Mr. VanderSloot is big enough, just
about, to see off the most powerful government on the planet. Most of those
who’ve caught the eye of the IRS share nothing in common with him other than
his political preferences. They’re nobodies — ordinary American citizens guilty
of no crime except that of disagreeing with the ruling party. Yet they were
asked, under “penalty of perjury,” to disclose the names of books they were
reading and provide the names and addresses of relatives who might be planning
to run for public office — a kind of pre-enemies list. Is that banana-republic
enough for you yet? Not apparently for Juan Williams, fired from NPR for
thought crime a couple of years ago, but who was nevertheless energetically
defending the IRS exertions on Fox News on Thursday evening.

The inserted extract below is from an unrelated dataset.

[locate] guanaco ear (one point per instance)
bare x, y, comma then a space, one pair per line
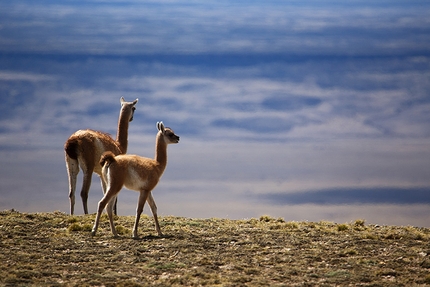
160, 126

Left-wing groups had their 501(c)(4)
applications approved in weeks, right-wing groups were delayed for months and
years and ordered to cough up everything from donor lists to Facebook posts,
and those right-wing groups that were approved had their IRS files leaked to
left-wing groups like ProPublica. The agency’s commissioner, a slippery weasel
called Steven Miller, conceded before Congress that this was “horrible customer
service” — which it was in the sense that your call is important to him and may
be monitored by George Soros for quality control.

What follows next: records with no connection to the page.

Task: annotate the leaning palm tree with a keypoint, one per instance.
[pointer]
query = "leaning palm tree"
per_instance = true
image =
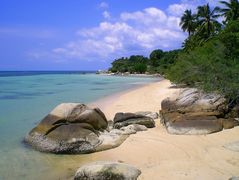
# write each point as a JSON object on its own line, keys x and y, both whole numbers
{"x": 188, "y": 22}
{"x": 207, "y": 19}
{"x": 231, "y": 10}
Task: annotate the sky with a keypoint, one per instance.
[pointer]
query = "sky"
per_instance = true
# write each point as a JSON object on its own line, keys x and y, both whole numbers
{"x": 87, "y": 34}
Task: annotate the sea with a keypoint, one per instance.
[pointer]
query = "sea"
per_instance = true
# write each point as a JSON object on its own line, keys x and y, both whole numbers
{"x": 27, "y": 96}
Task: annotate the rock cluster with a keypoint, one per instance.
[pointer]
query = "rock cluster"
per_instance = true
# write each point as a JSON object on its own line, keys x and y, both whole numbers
{"x": 69, "y": 128}
{"x": 73, "y": 128}
{"x": 193, "y": 112}
{"x": 104, "y": 170}
{"x": 125, "y": 119}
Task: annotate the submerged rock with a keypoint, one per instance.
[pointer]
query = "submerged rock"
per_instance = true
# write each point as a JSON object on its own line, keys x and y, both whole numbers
{"x": 125, "y": 119}
{"x": 104, "y": 170}
{"x": 193, "y": 113}
{"x": 69, "y": 128}
{"x": 73, "y": 128}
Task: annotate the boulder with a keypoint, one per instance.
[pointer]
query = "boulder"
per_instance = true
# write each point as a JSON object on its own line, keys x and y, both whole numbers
{"x": 153, "y": 115}
{"x": 234, "y": 178}
{"x": 70, "y": 128}
{"x": 104, "y": 170}
{"x": 193, "y": 112}
{"x": 115, "y": 137}
{"x": 125, "y": 119}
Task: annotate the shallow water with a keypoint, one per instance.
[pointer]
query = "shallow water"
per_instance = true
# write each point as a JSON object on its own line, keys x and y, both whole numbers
{"x": 25, "y": 98}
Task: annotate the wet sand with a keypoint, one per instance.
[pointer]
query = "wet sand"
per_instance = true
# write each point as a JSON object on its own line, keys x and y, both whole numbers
{"x": 156, "y": 153}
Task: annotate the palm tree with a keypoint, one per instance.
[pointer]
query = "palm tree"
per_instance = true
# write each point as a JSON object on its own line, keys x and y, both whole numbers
{"x": 231, "y": 10}
{"x": 188, "y": 22}
{"x": 207, "y": 19}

A civil “civil service” requires
small government. Once government is ensnared in every aspect of life a
bureaucracy grows increasingly capricious. The U.S. tax code ought to be an
abomination to any free society, but the American people have become reconciled
to it because of a complex web of so-called exemptions that massively empower
the vast shadow state of the permanent bureaucracy. Under a simple tax system,
your income is a legitimate tax issue. Under the IRS, everything is a
legitimate tax issue: The books you read, the friends you recommend them to.
There are no correct answers, only approved answers. Drew Ryun applied for
permanent non-profit status for a group called “Media Trackers” in July 2011.
Fifteen months later, he’d heard nothing. So he applied again under the
eco-friendly name of “Greenhouse Solutions,” and was approved in three weeks.
The president and the IRS
commissioner are unable to name any individual who took the decision to target
only conservative groups. It just kinda sorta happened, and, once it had, it
growed like Topsy. But the lady who headed that office, Sarah Hall Ingram, is
now in charge of the IRS office for Obamacare. Many countries around the world
have introduced government health systems since 1945, but, as I wrote here last
year, “only in America does ‘health’ ‘care’ ‘reform’ begin with the hiring of
16,500 new IRS agents tasked with determining whether your insurance policy
merits a fine.” So now not only are your books and Facebook posts legitimate
tax issues but so is your hernia, and your prostate, and your erectile
dysfunction. Next time round, the IRS will be able to leak your incontinence
pads to George Soros.
Big Government is erecting a
panopticon state — one that sees everything, and regulates everything. It’s
great “customer service,” except that you can never get out of the store.